Stage 3: generalising the method

This is the point at which students should be encouraged to progress from expected results in the form of proportions, to probabilities.  This is essentially the same calculation, but instead of it being about 36 or 100 or 1000 athletes, proportions are normalised to probabilities - proportions of 1.  The total is then the total probability (1) rather than the total number of athletes under consideration.

This is covered in more detail here.

Stage 4: generalising the problem

Sooner or later, students should be encouraged to challenge the rules of the simulation.  Because the experiment makes use of dice and coins, the proportion of athletes in a given outcome at any stage is pre-determined.  How about if we want to be able to change the parameters?

That's where the computer simulation comes in.  Not only can it be used to provide much larger data sets quickly, it can also be used to vary the proportions.  This provides data to explore questions like:
  • If the test has a 1% false positive rate and a 0.5% false negative rate, what proportion of athletes would get an incorrect result?

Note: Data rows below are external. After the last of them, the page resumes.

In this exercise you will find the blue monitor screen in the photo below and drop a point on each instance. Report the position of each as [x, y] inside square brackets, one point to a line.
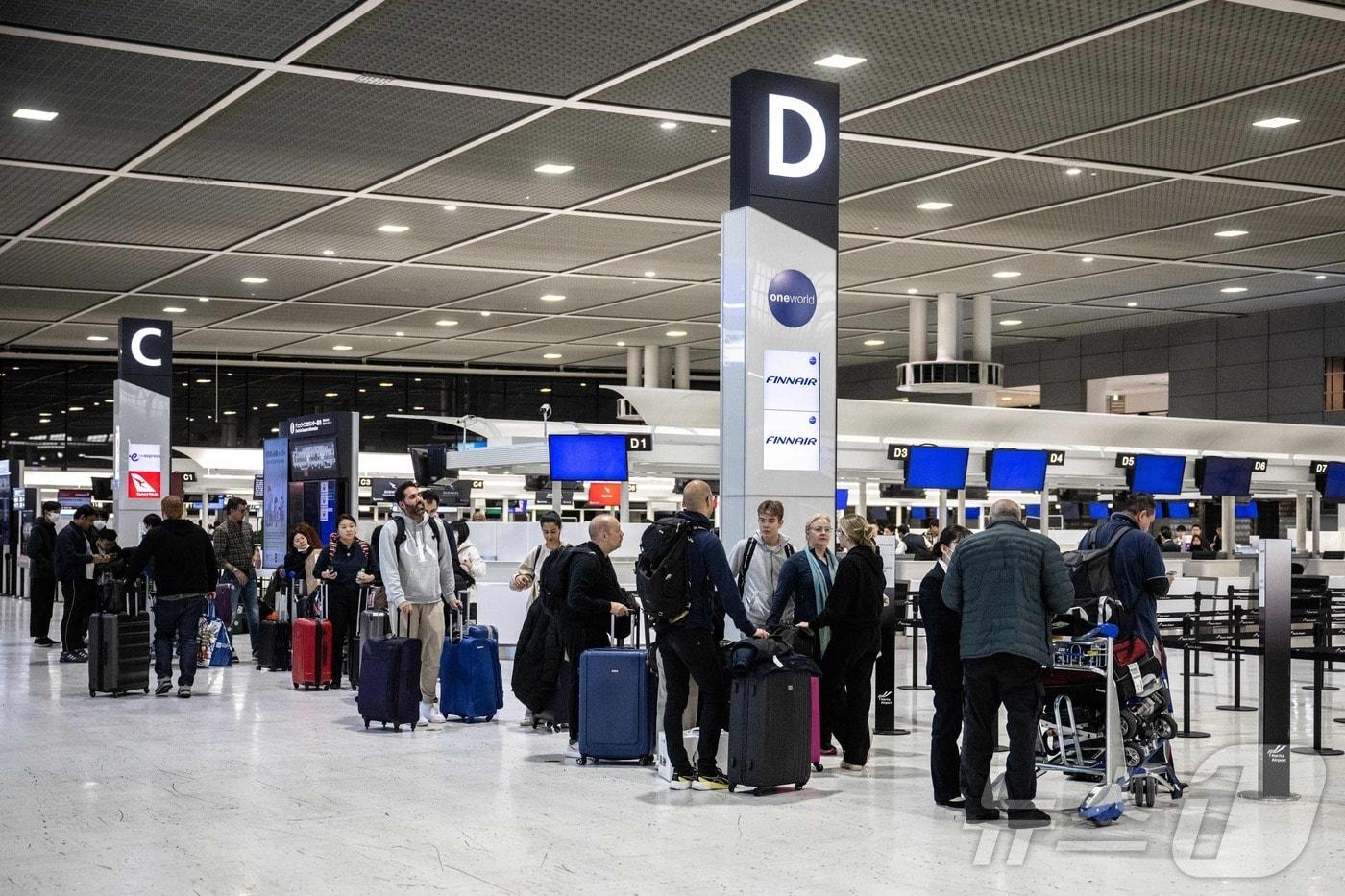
[935, 467]
[1226, 476]
[1157, 473]
[588, 456]
[1334, 487]
[1015, 470]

How does this vary as the proportion of doping athletes varies?
  • If the test will be considered acceptable when not more than 2 in 1000 athletes get an incorrect result, what false positive and negative rates would you recommend?
  • Do you think that a false positive is more acceptable than a false negative, or vice versa?
  • Ideally we would want them to be zero.  Is this going to be possible?  If yes, under what conditions?
This could lead into consideration of the difference between P(B|A) and P(A|B) - the probability that event B occurs, given that event A has occurred and vice versa.  The latter requires reversing the tree diagram.

Stage 5: revisiting the problem

In Stages 2 and 3, students were encouraged to move away from the practical experiment, using tree diagrams and 2-way tables to explore the theoretical model, and a computer simulation to explore what happens if the parameters are varied.

It is time to revisit the original problem, and the questions and hypotheses which emerged in the early stages.  Do answers to these need revising?  Can we say more than we could when we just had the experimental results to consider?

Are there questions which have emerged since then?  Can we answer them?

Are there any results which seem bizarre or unlikely?  For instance, it might be possible to vary the parameters so that either the false positive or negative rate was zero.  Is this likely in reality?  Is it ever possible for both to be zero at the same time?

Stage 6: generalise the problem

The context for this problem was drug-testing among athletes, but this model could be applied to a variety of scenarios.  Students could be challenged to set up their own probability model, based on a different scenario, and with rules for the initial simulation defined in a different way.

Stage 7: generalise the questions

At its most general, this is a problem about two events, A (athletes taking a banned substance) and B (a test for that substance proving positive), and their complements.  The structure of this problem and its analysis could be applied to any context where two events and their complements can be defined, and which make sense in the real world.  Students should generalise their analysis for the scenario of A followed by B, then reverse it for the scenario of B followed by A.  

Questions which might then be asked include:
  • Do both make sense in the real world?
  • Can you derive a general formula for P(A|B)?  
  • How about P(B|A)?
  • How are these two related?
At this stage, students will have derived Bayes' Theorem from their analysis.  Can they justify their results?